Clinical implications

As Epac2 is involved in many physiological functions in various cells, defects in the Epac2/Rap1 signaling mechanism could contribute to the development of various pathological states. Studies of Epac2 knockout mice indicate that Epac-mediated signaling is required for potentiation of insulin secretion by incretins (gut hormones released from enteroendocrine cells following meal ingestion) such as glucagon-like peptide-1 (GLP-1) and glucose-dependent insulinotropic polypeptide, suggesting that Epac2 is a promising target for treatment of diabetes. In fact, incretin-based diabetes therapies are currently used in clinical practice worldwide; development of Epac2-selective agonists might well lead to the discovery of further novel anti-diabetic drugs.
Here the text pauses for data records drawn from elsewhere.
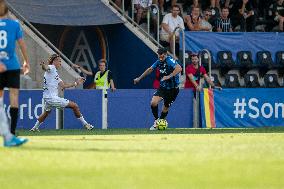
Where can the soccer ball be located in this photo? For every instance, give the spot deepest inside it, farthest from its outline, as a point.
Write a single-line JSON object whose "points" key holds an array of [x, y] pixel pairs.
{"points": [[162, 124]]}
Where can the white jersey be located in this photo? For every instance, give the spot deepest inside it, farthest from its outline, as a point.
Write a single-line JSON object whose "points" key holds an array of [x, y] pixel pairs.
{"points": [[50, 82]]}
An analog of GLP-1 has been shown to exert a blood pressure-lowering effect by stimulation of atrial natriuretic peptide (ANP) secretion through Epac2. In heart, chronic stimulation of β-adrenergic receptor is known to progress to arrhythmia through an Epac2-dependent mechanism. In brain, up-regulation of Epac1 and down-regulation of Epac2 mRNA are observed in patients with Alzheimer’s disease, suggesting roles of Epacs in the disease. An Epac2 rare coding variant is found in patients with autism and could be responsible for the dendritic morphological abnormalities. Thus, Epac2 is involved in the pathogenesis and pathophysiology of various diseases, and represents a promising therapeutic target.